Method III: Serial collapsing

With this method, you only need to run the time-comsuming woltka classify workflow once (instead of twice, as in I and II) to generate a gene (ORF) profile, then you can farewell the bulky alignment files, and only work on the profile in your laptop. All you need to do then is to run as many woltka collapse commands as you like to collapse it to the desired structural and functional levels. This grants you the maximum flexibility. It is particularly useful when some SOP (like the WoL SOP or the Qiita server) already generates the ORF profile. The results should be identical to that of method I.

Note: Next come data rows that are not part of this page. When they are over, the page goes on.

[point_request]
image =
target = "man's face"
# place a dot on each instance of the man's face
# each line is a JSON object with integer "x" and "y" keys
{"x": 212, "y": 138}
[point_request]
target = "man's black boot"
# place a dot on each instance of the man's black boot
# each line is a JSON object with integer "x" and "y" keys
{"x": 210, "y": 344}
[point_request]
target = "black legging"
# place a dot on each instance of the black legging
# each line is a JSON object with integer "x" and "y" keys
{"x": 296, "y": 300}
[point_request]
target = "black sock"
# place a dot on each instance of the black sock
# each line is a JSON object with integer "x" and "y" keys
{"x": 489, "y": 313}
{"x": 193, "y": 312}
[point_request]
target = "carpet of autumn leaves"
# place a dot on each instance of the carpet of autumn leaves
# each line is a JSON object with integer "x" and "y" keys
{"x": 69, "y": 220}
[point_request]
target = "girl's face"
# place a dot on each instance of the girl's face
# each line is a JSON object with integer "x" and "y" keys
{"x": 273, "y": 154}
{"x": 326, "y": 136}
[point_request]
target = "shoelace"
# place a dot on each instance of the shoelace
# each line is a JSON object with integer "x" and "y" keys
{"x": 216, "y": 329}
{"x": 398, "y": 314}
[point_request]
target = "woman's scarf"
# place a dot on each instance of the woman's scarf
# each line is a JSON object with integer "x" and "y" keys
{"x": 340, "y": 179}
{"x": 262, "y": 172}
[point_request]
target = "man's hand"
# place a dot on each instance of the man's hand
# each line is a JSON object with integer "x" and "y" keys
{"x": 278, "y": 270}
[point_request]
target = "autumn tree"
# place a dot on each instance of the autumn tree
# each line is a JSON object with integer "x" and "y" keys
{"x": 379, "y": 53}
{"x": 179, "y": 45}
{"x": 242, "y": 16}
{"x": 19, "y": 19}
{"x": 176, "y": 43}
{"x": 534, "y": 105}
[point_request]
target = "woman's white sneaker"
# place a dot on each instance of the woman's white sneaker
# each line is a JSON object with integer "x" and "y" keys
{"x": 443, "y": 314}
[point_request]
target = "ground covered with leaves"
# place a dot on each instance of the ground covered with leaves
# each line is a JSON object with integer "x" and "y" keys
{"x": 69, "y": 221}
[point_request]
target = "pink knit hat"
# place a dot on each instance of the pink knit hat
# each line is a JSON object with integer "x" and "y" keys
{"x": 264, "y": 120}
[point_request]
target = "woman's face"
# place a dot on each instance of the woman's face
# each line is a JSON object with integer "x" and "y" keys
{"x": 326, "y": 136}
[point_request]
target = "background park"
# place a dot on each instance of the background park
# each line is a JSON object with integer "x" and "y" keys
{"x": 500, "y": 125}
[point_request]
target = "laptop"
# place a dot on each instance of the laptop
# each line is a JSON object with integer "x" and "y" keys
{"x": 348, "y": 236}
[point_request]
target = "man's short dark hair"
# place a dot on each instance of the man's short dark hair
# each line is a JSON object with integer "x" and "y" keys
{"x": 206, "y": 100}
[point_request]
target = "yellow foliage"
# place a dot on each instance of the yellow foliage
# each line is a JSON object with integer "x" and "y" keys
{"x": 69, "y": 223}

Step 1: Generate a gene (ORF) profile using the coord-match algorithm without any mapping:

woltka classify -i align/bowtie2 -coords function/coords.txt.xz -o orf.biom
  • In the resulting profile, feature IDs are like: "G000006845_1051".

Step 2 to n: Collapse the genome (OGU) to the desired taxonomic level:

woltka collapse -i orf.biom      -e -f 1 -m  genome-to-species.map -o species_orf.biom
woltka collapse -i species_orf.biom -f 1 -m species-to-genus.map   -o   genus_orf.biom
woltka collapse -i   genus_orf.biom -f 1 -m   genus-to-family.map  -o  family_orf.biom
...
  • Note the first command. The -e or --nested flag breaks the ORF IDs (like "G000006845_1051") into genomes and genes, and only collapses the genome. You only need it once, and on the raw ORF table. Then you can stack up multiple collapse commands without -e to move up in the taxonomic hierarchy.

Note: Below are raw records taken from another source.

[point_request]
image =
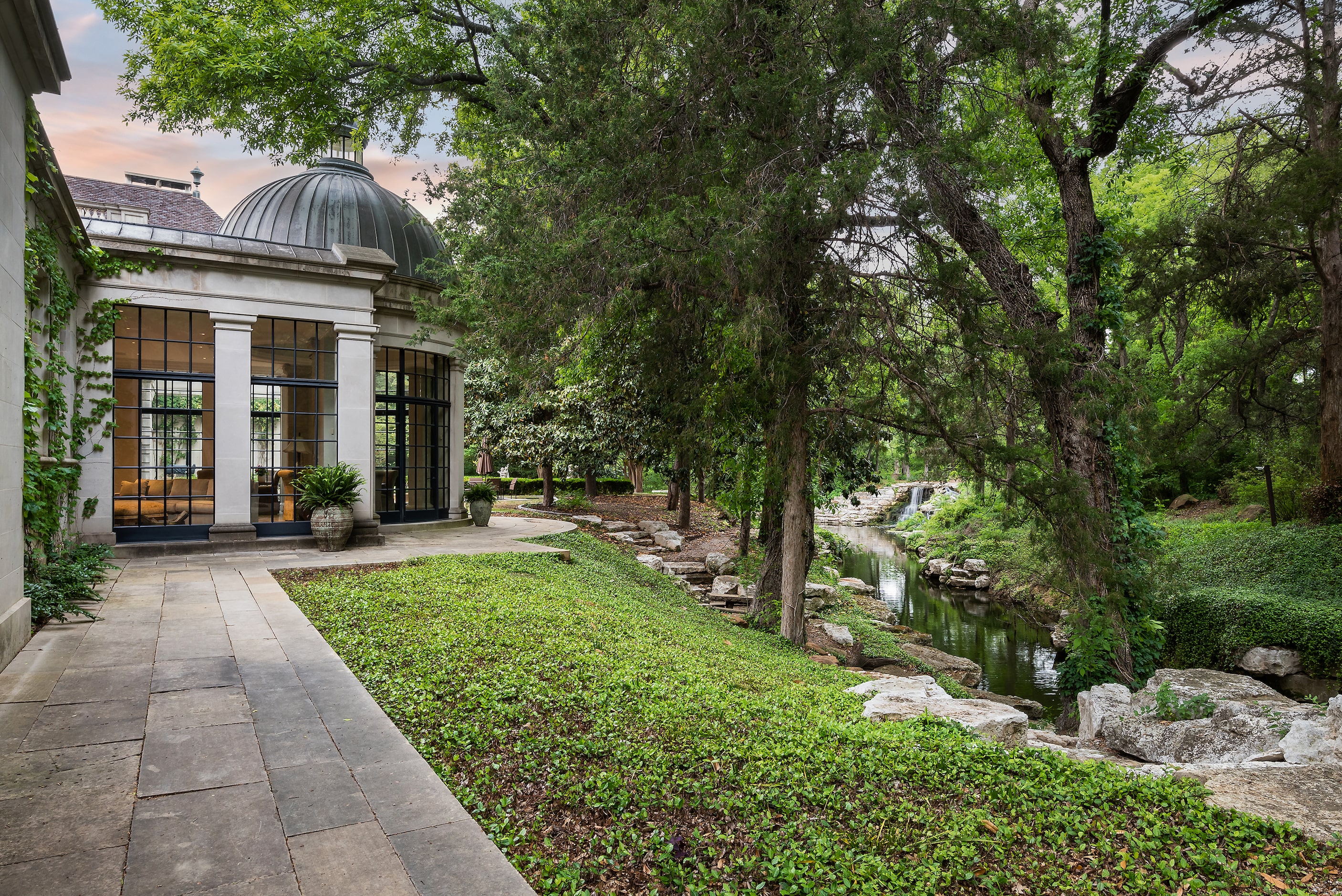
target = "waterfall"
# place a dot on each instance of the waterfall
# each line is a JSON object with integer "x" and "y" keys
{"x": 912, "y": 508}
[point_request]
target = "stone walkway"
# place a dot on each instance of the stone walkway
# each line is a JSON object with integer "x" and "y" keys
{"x": 202, "y": 738}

Step 3 to m: Collapse the gene (ORF) to the desired functional level:

woltka collapse -i genus_orf.biom    -f 2 -m    orf-to-ko.map      -o genus_ko.biom
woltka collapse -i genus_ko.biom     -f 2 -m     ko-to-module.map  -o genus_module.biom
woltka collapse -i genus_module.biom -f 2 -m module-to-pathway.map -o genus_pathway.biom
...
  • This example uses the ORF by genus profile, but you can start with any intermediate profile generated from step 2. You can also mix collapse commands in step 2 (-f 1) and step 3 (-f 2) (order doesn't matter) until achieving the desired levels.